A Continuing Mission
NASA's New Horizons spacecraft captured the world's attention when it buzzed Pluto in July 2015. In January 2019, it will set another record when it reaches another object in the outer edges of the solar system. Known as 2014 MU69, the ancient object will provide insight into the early life of the sun and its planets. Unlike other things explored by spacecraft, the tiny chip of ice and rock will be the first to be explored by a spacecraft launched before its discovery. Both Pluto and 2014 MU69 lie within the Kuiper Belt, a collection of icy rocks that surrounds the outer reaches of the solar system. These objects are thought to be pristine samples from the early solar system, cast out into the boundary zone through gravitational interactions with the larger objects that would grow into planets. Examining them should reveal insight into what was happening in the solar system in the first stages of its lifetime.
Beyond Pluto
As early as 2003, the National Academy of Sciences' Planetary Decadal Survey strongly recommended that the visit to Pluto include flybys of small Kuiper Belt objects (KBOs). Observing multiple targets would provide greater insight into the previously unexplored segment of the solar system. New Horizons launched in 2006 with extra fuel for such a flyby, and its power and communications systems are prepared to work at distances beyond Pluto's orbit for years to come. In 2011, mission scientists used ground-based telescopes to begin searching for a second target, but none of the new discoveries lay within the reach of New Horizons. In 2014, the Hubble Space Telescope joined the search, locating five potential objects. One of them was 2014 MU69, which was labeled 1110113Y after its June 26, 2014, discovery and PT1 ("potential target 1") after its elevation to one of two possible destinations. In August 2015, the mission team selected 2014 MU69 as its next potential target.

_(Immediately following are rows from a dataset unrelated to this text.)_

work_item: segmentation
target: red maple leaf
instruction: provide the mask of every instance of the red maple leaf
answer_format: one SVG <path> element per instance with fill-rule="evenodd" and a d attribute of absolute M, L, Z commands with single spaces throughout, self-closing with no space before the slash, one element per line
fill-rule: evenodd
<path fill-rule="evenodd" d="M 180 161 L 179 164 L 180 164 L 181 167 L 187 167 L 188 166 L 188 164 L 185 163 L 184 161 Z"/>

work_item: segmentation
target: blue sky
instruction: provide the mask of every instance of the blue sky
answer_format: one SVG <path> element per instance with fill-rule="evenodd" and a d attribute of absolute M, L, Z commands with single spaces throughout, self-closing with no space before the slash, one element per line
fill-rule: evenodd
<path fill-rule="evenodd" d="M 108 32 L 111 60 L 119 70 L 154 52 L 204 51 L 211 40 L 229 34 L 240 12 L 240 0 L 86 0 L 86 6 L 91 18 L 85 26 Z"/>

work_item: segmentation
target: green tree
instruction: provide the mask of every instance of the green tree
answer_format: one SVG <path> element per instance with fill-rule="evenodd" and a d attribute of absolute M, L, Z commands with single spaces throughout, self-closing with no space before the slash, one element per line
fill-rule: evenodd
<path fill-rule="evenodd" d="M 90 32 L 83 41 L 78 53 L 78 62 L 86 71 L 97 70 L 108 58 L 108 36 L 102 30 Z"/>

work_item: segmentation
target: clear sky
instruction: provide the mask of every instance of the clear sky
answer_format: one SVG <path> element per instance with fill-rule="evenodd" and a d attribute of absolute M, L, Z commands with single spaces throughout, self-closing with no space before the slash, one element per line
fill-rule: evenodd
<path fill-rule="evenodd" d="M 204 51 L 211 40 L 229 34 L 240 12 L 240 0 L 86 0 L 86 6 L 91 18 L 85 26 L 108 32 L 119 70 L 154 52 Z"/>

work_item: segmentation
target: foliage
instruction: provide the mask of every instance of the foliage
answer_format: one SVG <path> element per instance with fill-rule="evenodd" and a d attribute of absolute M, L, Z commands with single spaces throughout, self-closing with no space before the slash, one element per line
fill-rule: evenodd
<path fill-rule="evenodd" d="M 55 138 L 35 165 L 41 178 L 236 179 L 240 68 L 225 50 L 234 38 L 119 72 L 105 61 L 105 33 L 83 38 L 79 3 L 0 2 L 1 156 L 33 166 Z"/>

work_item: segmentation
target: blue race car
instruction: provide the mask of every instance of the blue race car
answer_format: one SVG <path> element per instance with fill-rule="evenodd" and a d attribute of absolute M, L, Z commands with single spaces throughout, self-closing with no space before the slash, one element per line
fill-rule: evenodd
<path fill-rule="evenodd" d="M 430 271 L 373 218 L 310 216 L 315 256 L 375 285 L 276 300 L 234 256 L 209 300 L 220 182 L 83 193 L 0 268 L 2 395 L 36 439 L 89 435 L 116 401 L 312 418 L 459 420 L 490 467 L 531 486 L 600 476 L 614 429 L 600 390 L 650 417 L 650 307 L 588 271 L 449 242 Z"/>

"2014 MU69 is a great choice because it is just the kind of ancient KBO, formed where it orbits now, that the Decadal Survey desired us to fly by," New Horizons principal investigator Alan Stern, of the Southwest Research Institute (SwRI) in Boulder, Colorado, said in a statement. "Moreover, this KBO costs less fuel to reach [than other candidate targets], leaving more fuel for the flyby, for ancillary science, and greater fuel reserves to protect against the unforeseen."